| serialIndepTest {copula} | R Documentation |
Serial independence test based on the empirical copula process as
proposed in Ghoudi et al. (2001) and Genest and Rémillard (2004). The
test, which is the serial analog of indepTest, can be
seen as composed of three steps: (i) a simulation step, which consists
in simulating the distribution of the test statistics under serial
independence for the sample size under consideration; (ii) the test
itself, which consists in computing the approximate p-values of the
test statistics with respect to the empirical distributions obtained
in step (i); and (iii) the display of a graphic, called a
dependogram, enabling to understand the type of departure from
serial independence, if any. More details can be found in the articles
cited in the reference section.
serialIndepTestSim(n, lag.max, m=lag.max+1, N=1000) serialIndepTest(x, d, alpha=0.05)
n |
Length of the time series when simulating the distribution of the test statistics under serial independence. |
lag.max |
Maximum lag. |
m |
Maximum cardinality of the subsets of 'lags' for which a test
statistic is to be computed. It makes sense to consider m <<
lag.max+1 especially when lag.max is large. |
N |
Number of repetitions when simulating under serial independence. |
x |
Numeric vector containing the time series whose serial independence is to be tested. |
d |
Object of class serialIndepTestDist as returned by the
function serialIndepTestSim. It can be regarded as the
empirical distribution of the test statistics under serial
independence. |
alpha |
Significance level used in the computation of the critical values for the test statistics. |
See the references below for more details, especially the third and fourth ones.
The function "serialIndepTestSim" returns an object of class
"serialIndepTestDist" whose attributes are: sample.size,
lag.max, max.card.subsets, number.repetitons,
subsets (list of the subsets for which test statistics have
been computed), subsets.binary (subsets in binary 'integer'
notation), dist.statistics.independence (a N line matrix
containing the values of the test statistics for each subset and each
repetition) and dist.global.statistic.independence (a vector a
length N containing the values of the serial version of the
global Cramér-von Mises test statistic for each repetition — see
last reference p.175).
The function "serialIndepTest" returns an object of class
"indepTest" whose attributes are: subsets,
statistics, critical.values, pvalues,
fisher.pvalue (a p-value resulting from a combination à la
Fisher of the subset statistic p-values), tippett.pvalue (a
p-value resulting from a combination à la Tippett of the subset
statistic p-values), alpha (global significance level of the
test), beta (1 - beta is the significance level per
statistic), global.statistic (value of the global Cramér-von
Mises statistic derived directly from the serial independence
empirical copula process — see last reference p 175) and
global.statistic.pvalue (corresponding p-value).
P. Deheuvels (1979). La fonction de dépendance empirique et ses propriétés: un test non paramétrique d'indépendance, Acad. Roy. Belg. Bull. Cl. Sci., 5th Ser. 65:274–292.
P. Deheuvels (1981), A non parametric test for independence, Publ. Inst. Statist. Univ. Paris. 26:29–50.
C. Genest and B. Rémillard (2004), Tests of independence and randomness based on the empirical copula process. Test, 13:335–369.
C. Genest, J.-F. Quessy and B. Rémillard (2006).

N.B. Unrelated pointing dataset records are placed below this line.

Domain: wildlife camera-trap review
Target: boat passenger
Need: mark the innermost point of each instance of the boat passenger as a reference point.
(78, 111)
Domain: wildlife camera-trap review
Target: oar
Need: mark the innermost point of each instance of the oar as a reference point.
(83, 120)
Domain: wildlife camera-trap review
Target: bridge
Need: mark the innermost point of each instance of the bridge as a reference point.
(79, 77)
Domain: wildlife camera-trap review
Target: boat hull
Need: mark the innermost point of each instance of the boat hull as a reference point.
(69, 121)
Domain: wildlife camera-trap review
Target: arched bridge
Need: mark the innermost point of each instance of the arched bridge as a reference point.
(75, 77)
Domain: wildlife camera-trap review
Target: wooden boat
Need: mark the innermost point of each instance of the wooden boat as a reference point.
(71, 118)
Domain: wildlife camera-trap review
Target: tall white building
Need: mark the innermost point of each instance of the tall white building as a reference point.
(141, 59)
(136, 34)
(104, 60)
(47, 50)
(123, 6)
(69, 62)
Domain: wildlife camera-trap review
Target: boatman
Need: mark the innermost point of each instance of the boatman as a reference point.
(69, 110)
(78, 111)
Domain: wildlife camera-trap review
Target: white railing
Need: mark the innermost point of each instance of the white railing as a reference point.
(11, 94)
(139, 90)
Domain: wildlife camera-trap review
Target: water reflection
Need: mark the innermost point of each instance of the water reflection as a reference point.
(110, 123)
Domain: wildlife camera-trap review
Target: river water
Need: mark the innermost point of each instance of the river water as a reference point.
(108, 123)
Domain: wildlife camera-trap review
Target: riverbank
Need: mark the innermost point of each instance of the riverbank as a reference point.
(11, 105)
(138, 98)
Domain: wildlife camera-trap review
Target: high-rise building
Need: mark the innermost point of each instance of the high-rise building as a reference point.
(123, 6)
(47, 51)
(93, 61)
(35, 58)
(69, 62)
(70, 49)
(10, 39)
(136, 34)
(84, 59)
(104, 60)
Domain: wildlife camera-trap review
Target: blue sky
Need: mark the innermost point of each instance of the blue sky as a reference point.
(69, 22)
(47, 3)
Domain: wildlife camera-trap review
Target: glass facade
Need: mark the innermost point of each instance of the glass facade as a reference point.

Local efficiency of a Cramer-von Mises test of independence, Journal of Multivariate Analysis, 97:274–294.
C. Genest, J.-F. Quessy and B. Rémillard (2007), Asymptotic local efficiency of Cramér-von Mises tests for multivariate independence. The Annals of Statistics, 35:166–191.
indepTest,
multIndepTest,
multSerialIndepTest,
dependogram
## AR 1 process
ar <- numeric(200)
ar[1] <- rnorm(1)
for (i in 2:200)
ar[i] <- 0.5 * ar[i-1] + rnorm(1)
x <- ar[101:200]
## In order to test for serial independence, the first step consists
## in simulating the distribution of the test statistics under
## serial independence for the same sample size, i.e. n=100.
## As we are going to consider lags up to 3, i.e., subsets of
## {1,...,4} whose cardinality is between 2 and 4 containing {1},
## we set lag.max=3. This may take a while...
d <- serialIndepTestSim(100,3)
## The next step consists in performing the test itself:
test <- serialIndepTest(x,d)
## Let us see the results:
test
## Display the dependogram:
dependogram(test)
## NB: In order to save d for future use, the save function can be used.